A: Hotel Splendido isn’t a real place and exists only in my imagination, but I did spend some nice time looking at lots of little Italian hotels on the internet for inspiration. When I wrote about the Splendido, I pictured it in my head, as if it was a real place. I can still see all the room layouts and the gorgeous courtyard outside.

Q: Did you need to do any research to write this novel, and if so, did you learn anything especially surprising?


A: One of the smallest pieces of research I carried out surprised me the most. In England we usually add an ‘x’ at the end of a birthday card or message, to signify a kiss. In the US, I believe ‘xo’ is used to represent hugs and kisses. However, in Italy these symbols aren’t used at all because there is no ‘x’ in the Italian alphabet.


This was relevant when hotel owner Nico gives his daughter, Loretta, a present for her 18th birthday. I researched how Italians would sign off a message and could have easily got it wrong. It just shows the level of detail that goes into writing a book.


As research for the activities carried out by Ginny’s guests, I actually took part in gong therapy. It’s supposed to get rid of bad vibrations in the body and it has a very emotional effect on Ginny in the book. But I just found it strange and not very relaxing at all.

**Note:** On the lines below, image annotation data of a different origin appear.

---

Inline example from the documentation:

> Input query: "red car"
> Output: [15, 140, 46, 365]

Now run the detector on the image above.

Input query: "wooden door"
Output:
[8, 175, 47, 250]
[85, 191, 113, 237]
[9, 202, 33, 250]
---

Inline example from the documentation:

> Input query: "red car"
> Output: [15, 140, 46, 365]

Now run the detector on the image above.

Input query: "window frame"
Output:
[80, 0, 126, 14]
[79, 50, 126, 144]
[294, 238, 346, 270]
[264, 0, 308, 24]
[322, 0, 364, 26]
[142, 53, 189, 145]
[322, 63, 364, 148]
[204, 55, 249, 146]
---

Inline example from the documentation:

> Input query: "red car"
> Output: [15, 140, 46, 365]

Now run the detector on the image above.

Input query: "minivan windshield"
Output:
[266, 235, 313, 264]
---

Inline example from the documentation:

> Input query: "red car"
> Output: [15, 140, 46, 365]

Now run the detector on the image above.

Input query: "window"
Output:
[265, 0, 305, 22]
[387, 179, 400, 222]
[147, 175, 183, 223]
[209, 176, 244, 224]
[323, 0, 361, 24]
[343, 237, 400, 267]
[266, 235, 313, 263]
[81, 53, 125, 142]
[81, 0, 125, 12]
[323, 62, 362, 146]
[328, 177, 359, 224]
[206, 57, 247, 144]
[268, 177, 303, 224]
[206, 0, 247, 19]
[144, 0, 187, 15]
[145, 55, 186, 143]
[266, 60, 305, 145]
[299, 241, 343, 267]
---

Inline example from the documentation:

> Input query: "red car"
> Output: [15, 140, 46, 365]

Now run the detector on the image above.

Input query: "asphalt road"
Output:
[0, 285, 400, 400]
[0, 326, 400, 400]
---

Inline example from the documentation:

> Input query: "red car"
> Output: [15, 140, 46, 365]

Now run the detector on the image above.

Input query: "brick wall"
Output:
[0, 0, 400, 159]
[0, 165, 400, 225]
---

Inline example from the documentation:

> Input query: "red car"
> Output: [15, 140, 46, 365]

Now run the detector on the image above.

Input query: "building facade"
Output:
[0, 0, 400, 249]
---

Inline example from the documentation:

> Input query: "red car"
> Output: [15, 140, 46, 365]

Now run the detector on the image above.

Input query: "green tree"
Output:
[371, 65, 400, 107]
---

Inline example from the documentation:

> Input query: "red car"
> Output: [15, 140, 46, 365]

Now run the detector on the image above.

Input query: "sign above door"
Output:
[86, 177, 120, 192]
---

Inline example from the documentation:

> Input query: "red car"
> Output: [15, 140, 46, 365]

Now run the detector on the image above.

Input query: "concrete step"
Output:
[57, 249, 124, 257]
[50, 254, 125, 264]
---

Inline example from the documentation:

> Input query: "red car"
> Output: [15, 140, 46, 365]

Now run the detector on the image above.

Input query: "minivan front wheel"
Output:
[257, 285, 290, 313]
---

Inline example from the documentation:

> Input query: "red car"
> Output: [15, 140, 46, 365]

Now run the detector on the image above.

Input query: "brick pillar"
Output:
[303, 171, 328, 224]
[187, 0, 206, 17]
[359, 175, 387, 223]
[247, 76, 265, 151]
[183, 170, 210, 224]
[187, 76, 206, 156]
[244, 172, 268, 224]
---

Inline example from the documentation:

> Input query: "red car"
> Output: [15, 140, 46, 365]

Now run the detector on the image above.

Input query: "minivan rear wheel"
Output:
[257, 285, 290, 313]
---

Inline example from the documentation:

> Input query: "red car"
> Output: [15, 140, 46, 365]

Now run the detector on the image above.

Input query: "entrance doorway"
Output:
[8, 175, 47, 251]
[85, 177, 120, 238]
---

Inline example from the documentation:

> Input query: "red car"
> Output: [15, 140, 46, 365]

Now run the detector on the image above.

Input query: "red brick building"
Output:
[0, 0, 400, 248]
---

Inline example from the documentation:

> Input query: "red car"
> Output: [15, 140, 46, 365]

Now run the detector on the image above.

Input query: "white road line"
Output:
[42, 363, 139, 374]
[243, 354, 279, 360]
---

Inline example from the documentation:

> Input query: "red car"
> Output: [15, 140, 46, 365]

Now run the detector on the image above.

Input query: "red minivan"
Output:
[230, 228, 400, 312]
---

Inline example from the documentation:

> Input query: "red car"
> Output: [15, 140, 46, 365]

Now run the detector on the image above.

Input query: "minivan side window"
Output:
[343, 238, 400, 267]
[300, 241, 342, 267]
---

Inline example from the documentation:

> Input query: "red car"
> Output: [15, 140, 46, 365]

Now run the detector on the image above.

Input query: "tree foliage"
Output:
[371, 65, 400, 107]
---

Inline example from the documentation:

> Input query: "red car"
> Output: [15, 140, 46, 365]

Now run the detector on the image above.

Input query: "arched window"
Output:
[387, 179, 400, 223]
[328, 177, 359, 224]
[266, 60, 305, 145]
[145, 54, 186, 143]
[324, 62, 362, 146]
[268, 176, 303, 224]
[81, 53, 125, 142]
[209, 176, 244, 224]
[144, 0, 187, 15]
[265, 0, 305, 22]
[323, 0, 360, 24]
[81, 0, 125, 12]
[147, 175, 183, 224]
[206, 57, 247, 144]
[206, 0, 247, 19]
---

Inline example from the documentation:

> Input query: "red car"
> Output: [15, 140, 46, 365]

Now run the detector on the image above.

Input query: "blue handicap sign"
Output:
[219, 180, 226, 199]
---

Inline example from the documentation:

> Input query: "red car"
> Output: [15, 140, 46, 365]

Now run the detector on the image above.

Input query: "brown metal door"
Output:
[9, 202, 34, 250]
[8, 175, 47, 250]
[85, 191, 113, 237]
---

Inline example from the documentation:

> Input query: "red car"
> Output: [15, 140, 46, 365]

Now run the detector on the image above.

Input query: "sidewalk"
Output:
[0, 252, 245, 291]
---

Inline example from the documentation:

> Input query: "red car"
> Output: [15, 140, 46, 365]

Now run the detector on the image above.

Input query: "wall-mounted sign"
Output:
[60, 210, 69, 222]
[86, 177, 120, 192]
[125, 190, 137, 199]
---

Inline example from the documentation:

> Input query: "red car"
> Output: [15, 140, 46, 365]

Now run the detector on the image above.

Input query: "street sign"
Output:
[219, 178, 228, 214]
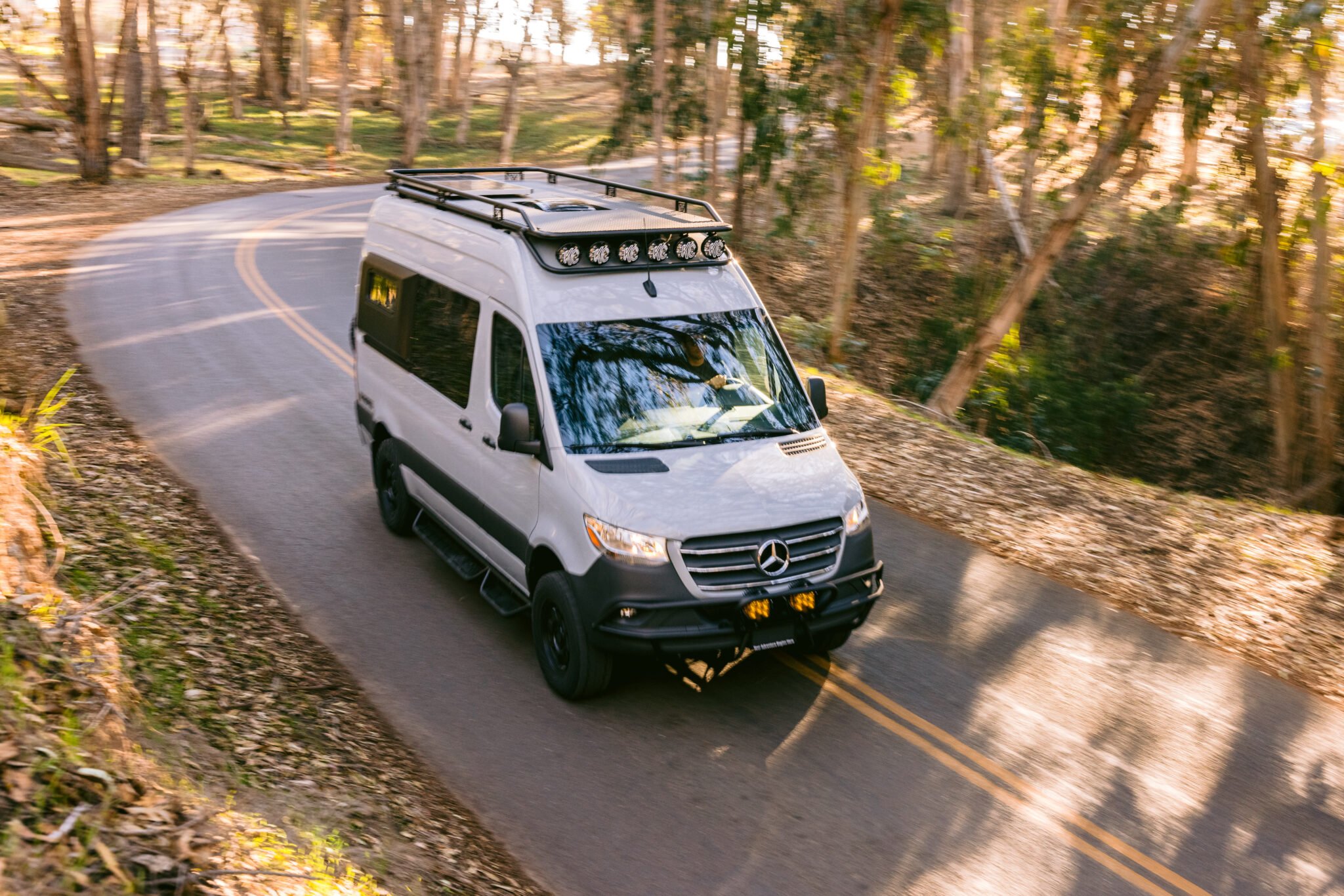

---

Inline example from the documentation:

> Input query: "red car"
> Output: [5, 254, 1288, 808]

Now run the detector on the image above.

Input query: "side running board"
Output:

I wrote most of the book during the pandemic so unfortunately wasn’t able to travel overseas to Italy. I did lots of online research instead, about the locations, language, and nuances of the country. I also revisited my past holiday photographs, bringing back some nice memories. Two Italian readers kindly checked the book for me, to ensure my depictions of the country, its people and language were correct.


Q: The writer Amy Meyerson said of the book, “With keenly observed characters and Patrick’s signature wit, The Little Italian Hotel celebrates the healing power of community and insists that it’s never too late to bet on yourself.” What do you think of that description?

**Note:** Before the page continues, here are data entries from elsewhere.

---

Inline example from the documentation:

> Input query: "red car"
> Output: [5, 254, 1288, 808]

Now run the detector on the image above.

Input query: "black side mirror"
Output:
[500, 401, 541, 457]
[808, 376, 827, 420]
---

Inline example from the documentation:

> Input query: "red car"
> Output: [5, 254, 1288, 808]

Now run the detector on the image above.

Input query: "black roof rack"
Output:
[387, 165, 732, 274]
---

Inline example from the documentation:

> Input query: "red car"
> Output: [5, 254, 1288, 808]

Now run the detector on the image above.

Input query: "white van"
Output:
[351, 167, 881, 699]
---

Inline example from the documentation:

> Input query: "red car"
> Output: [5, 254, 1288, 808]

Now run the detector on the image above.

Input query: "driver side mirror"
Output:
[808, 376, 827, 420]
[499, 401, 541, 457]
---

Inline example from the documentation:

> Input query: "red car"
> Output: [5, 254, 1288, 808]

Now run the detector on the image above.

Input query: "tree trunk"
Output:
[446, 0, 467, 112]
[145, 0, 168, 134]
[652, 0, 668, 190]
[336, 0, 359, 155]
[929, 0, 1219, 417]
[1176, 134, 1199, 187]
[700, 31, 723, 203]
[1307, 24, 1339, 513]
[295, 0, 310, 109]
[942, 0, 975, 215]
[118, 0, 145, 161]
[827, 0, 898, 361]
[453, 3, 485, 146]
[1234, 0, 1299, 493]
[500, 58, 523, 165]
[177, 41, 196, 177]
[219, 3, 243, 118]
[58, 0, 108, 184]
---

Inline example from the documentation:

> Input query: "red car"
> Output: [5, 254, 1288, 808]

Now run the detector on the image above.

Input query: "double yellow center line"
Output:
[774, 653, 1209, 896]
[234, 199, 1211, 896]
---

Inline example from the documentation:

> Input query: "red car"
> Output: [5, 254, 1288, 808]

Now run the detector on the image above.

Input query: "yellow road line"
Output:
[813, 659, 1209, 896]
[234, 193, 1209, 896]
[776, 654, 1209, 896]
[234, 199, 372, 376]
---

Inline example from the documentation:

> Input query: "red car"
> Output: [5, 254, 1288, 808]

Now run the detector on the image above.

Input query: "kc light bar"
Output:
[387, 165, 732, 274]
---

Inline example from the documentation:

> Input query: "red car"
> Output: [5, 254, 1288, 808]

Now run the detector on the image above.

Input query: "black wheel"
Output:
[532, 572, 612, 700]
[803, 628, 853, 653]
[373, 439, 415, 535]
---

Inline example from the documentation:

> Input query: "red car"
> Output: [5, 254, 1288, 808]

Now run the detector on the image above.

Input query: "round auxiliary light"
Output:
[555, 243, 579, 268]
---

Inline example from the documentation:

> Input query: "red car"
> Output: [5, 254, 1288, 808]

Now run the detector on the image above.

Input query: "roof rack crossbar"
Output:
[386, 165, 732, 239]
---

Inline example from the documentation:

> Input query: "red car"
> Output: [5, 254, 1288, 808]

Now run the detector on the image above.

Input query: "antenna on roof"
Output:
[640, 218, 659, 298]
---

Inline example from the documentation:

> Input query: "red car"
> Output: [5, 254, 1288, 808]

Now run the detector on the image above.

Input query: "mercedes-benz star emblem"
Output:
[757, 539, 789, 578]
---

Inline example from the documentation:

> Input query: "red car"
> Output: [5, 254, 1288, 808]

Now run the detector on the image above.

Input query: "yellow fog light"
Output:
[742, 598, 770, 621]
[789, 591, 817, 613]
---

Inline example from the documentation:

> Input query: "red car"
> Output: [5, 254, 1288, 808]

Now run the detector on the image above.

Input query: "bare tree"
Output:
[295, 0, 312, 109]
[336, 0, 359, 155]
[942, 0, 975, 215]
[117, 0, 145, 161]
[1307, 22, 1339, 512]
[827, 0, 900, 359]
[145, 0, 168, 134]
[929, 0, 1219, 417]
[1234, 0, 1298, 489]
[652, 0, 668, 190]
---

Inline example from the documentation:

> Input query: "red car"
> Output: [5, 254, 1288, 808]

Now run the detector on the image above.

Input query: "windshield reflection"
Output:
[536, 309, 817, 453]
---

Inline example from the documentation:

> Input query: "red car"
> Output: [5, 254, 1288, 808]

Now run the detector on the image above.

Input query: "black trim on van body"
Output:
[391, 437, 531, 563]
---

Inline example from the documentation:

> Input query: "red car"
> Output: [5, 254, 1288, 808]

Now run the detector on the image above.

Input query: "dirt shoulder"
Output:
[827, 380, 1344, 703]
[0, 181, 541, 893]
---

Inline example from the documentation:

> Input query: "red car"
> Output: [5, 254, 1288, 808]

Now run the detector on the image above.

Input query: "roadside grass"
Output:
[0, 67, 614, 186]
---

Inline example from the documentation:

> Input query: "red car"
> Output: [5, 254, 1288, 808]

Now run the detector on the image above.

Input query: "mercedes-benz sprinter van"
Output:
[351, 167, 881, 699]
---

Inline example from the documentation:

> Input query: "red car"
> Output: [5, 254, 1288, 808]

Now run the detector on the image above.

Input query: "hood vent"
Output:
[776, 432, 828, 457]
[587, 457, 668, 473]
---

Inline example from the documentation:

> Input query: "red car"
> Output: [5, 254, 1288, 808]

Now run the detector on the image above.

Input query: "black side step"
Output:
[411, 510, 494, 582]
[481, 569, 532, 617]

A: I think it’s lovely and very generous of Amy to read the book and to provide a quote, especially because I really admire her work. I did want The Little Italian Hotel to explore how people look after each other and take chances in life, so I’m pleased those elements shone through for her.

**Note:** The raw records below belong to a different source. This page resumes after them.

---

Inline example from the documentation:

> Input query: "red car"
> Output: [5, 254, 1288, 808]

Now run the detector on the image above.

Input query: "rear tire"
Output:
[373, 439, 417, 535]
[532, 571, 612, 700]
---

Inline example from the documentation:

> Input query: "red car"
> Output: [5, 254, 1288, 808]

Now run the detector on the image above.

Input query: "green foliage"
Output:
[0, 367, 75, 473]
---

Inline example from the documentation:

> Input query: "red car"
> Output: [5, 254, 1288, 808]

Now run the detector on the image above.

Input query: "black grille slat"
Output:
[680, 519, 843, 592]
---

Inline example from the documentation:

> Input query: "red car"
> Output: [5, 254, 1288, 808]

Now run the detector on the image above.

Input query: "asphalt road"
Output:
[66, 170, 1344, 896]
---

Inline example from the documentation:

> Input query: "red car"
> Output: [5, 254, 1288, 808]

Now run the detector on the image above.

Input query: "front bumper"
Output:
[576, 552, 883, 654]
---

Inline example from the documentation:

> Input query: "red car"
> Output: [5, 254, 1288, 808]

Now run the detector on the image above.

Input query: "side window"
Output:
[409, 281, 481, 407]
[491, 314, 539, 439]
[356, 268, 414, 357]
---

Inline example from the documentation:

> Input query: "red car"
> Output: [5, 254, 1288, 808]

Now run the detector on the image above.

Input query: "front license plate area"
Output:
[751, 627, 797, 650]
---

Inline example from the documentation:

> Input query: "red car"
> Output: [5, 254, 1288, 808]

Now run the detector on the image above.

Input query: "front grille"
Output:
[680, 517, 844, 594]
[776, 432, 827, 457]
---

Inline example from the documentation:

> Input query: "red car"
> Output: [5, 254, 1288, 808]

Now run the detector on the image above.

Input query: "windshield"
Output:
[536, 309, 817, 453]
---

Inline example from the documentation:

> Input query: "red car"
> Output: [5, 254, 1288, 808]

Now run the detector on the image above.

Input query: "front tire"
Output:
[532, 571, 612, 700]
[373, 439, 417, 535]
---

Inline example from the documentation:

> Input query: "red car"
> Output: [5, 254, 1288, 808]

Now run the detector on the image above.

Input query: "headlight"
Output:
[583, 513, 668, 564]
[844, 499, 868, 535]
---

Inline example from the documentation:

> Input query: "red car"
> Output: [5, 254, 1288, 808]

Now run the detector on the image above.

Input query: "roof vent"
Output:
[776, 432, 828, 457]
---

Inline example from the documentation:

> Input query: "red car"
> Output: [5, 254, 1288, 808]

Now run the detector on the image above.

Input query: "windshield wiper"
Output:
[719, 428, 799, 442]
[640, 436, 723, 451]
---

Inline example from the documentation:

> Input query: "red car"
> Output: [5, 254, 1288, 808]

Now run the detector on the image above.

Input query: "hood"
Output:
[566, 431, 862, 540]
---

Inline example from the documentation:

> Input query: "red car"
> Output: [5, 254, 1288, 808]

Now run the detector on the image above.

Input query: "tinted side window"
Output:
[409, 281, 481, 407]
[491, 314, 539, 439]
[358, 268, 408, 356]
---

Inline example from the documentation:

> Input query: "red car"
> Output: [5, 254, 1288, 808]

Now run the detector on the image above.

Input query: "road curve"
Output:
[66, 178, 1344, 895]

Q: What are you working on now?


A: I’m currently writing my seventh book, due to be published in 2024. I feel very fortunate to remain under contract with Park Row (an imprint of HarperCollins), who have published all my novels in the USA since my debut, The Curious Charms of Arthur Pepper. They’re so brilliantly supportive of my work.


My book seven will feature a fortune teller, tarot cards, a family living under a relationship curse, some gorgeous overseas locations, and a search for a significant person. I hope that’s enough to pique the interest of readers.


Q: Anything else we should know?


A: I’m delighted that The Little Italian Hotel has already been optioned as a TV series or film. It doesn’t mean that it will definitely be made, but I’m very hopeful, especially as my second novel, Rise and Shine, Benedict Stone, was made into a Hallmark movie in 2021.